Section 53 of IBC is given below:
“53. Distribution of assets. –
(1) Notwithstanding anything to the contrary contained in any law enacted by the Parliament or any State Legislature for the nonce effective, the proceeds from the sale of the liquidation assets shall be distributed within the following order of priority and within such period as could also be specified, namely: –
(a) the insolvency resolution process costs and therefore the liquidation costs paid in full.
(b) the subsequent debts which shall rank equally between and among the following:
(i) Workmen’s dues for the amount of twenty-four months preceding the liquidation commencement date; and
(ii) debts owed to a secured creditor within the event such secured creditor has relinquished security within the manner began in section 52;
(c) wages and any unpaid dues owed to employees aside from workmen for the amount of twelve months preceding the liquidation commencement date;
(d) financial debts owed to unsecured creditors’….”
What is the Issue with Differentiation in Claims?
How the claims filed for CIRP and Liquidation Process by employees should be different under IBC 2016?
The word 'employee' isn't defined within the IBC, however, the term ‘workman’ is defined under the provisions of Section 3(36) of the Code and has an equivalent meaning as assigned thereto within the Industrial Disputes Act, 1947.
The Workmen has been defined under Section 2 (s) of the Commercial Disputes Act, 1947. The said definition is quoted below:
“Workman” is a person (including an apprentice) employed in an industry who does any manual, unskilled, skilled, technical, operational, clerical, or supervisory work for hire or reward, whether the terms of employment have been expressed or implied, and for the needs of any proceeding under this Act about an industrial dispute, includes any such one that has been dismissed, discharged, or retrenched about, or as a consequence of, that dispute, or whose dismissal, discharge or retrenchment has led thereto dispute, but doesn't include any such person.
(i) who is subject to the Air Force Act, 1950 (45 of 1950 ), or the Military Act, 1950 (46 of 1950 ), or the Navy Act, 1957 (62 of 1957 ); or
(ii) who is used within the police service or as a politician or other employee of a prison; or
(iii) who is used mainly during a managerial or administrative capacity; or
(iv) who, being employed during a supervisory capacity, draws wages exceeding ten thousand rupees per exercises, either by the character of the duties attached to the office or because of the powers vested in him, functions mainly of a managerial nature”
Whether the services/business of the company debtor would come under the definition of Section 2(j) of the Commercial Dispute Act 1947?
Before answering the most issue, it's to be checked that whether company/corporate debtor would come under the ambit of Industry as defined under Section 2(j) of Commercial Dispute Act 1947?
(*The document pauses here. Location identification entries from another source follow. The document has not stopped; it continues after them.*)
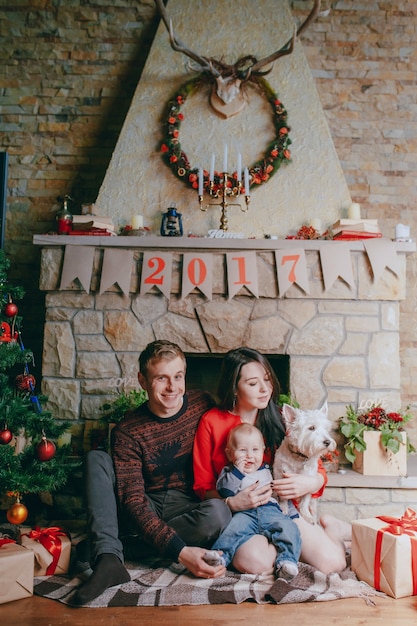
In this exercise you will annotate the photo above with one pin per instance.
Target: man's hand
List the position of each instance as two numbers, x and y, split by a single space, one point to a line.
250 498
293 486
192 558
The definition of Industry as defined under Section 2(j) of the Commercial Dispute Act 1947 is mentioned below:
“Industry” means any business, trade, undertaking, manufacture, or calling of employers and includes any calling, service, employment, handicraft, or industrial occupation or avocation of workmen.
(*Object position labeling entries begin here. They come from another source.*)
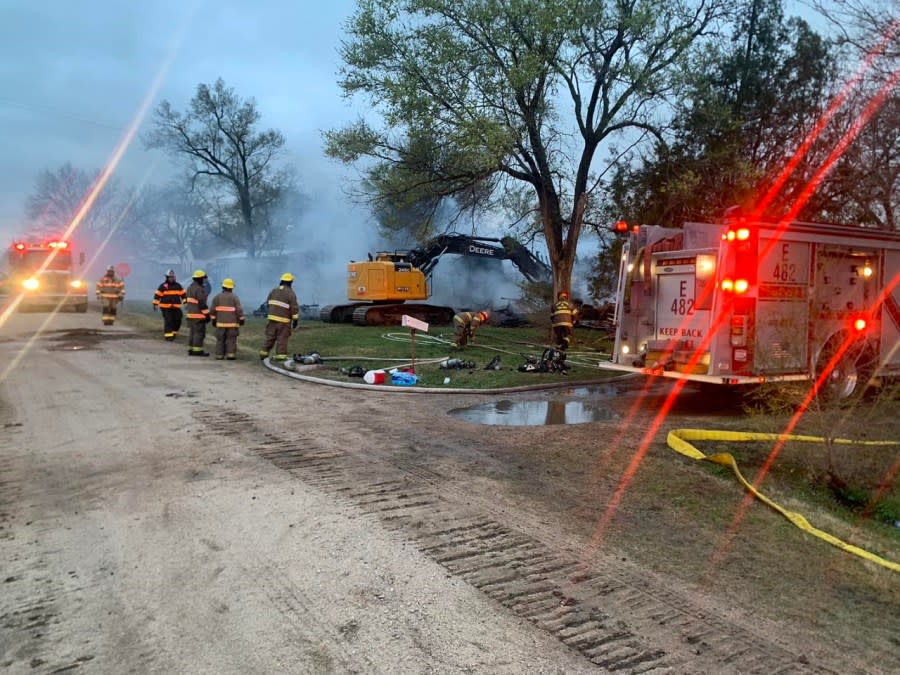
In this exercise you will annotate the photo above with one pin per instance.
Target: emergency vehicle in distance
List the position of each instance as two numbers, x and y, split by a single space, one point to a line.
44 273
751 301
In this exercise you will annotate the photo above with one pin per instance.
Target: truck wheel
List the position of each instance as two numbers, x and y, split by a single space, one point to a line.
850 374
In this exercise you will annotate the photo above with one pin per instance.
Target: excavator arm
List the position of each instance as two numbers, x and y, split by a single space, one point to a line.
428 256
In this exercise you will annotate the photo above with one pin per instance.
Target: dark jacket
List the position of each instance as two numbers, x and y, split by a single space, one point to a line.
195 301
169 295
225 310
282 305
Analyzing Case Laws to Resolve Issues
The Hon’ble Supreme Court within the Bangalore Water System and Sewerage Board v. R. Rajappa elaborated upon the definition of Industry. The term industry has been given a good scope and therefore the judgment overruled several earlier decisions. The court held any activity is going to be industrial if it fulfills the 'triple test', as under:
- With the cooperation between employers and employees.
- Systematic and arranged activity.
- For the assembly and distribution of products and services, whether or not capital has been invested for this activity.
Conclusion to the other Issue:
After browsing the above-mentioned triple test it's clear that the test laid down by the Hon’ble Supreme Court has got to be applied on the company/corporate debtor to see whether the company/corporate debtor would come under the ambit of Section 2(j) i.e. Industry or not. Just in case it's fulfilled, the company/corporate debtor would be an Industry and hence the definition lay down of workmen under Section 2(s) of Commercial Disputes Act, 1947 would be applied and has got to be checked, which is that the main issue as mentioned below.
Analysis for Main Issue:
The word 'employee ' isn't defined within the IBC, 2016 (“Code”), however, the term ‘workman’ is defined under the provisions of Section 3(36) of the Code and has an equivalent meaning as assigned thereto within the Industrial Disputes Act, 1947.
The Workmen has been defined under Section 2(s) of Commercial Disputes Act, 1947 and therefore the same has been quoted above.
In the matter of Delta Jute & Industries Ltd. Staff Association and Ors. v. State of West Bengal and Ors (Calcutta High Court), it had been held that an individual working in purely managerial and/or supervisory capacity doesn't fall within the definition of workman under Industrial Dispute Act. However, when an individual performs multifarious functions, the character of the most function performed by the person has got to be considered to work out if the person may be a “workman.” The designation of an individual isn't a conclusive thing about determining the character of labor. albeit an individual is designated as a supervisor, the employer has got to prove that his work and his duties were as a supervisor.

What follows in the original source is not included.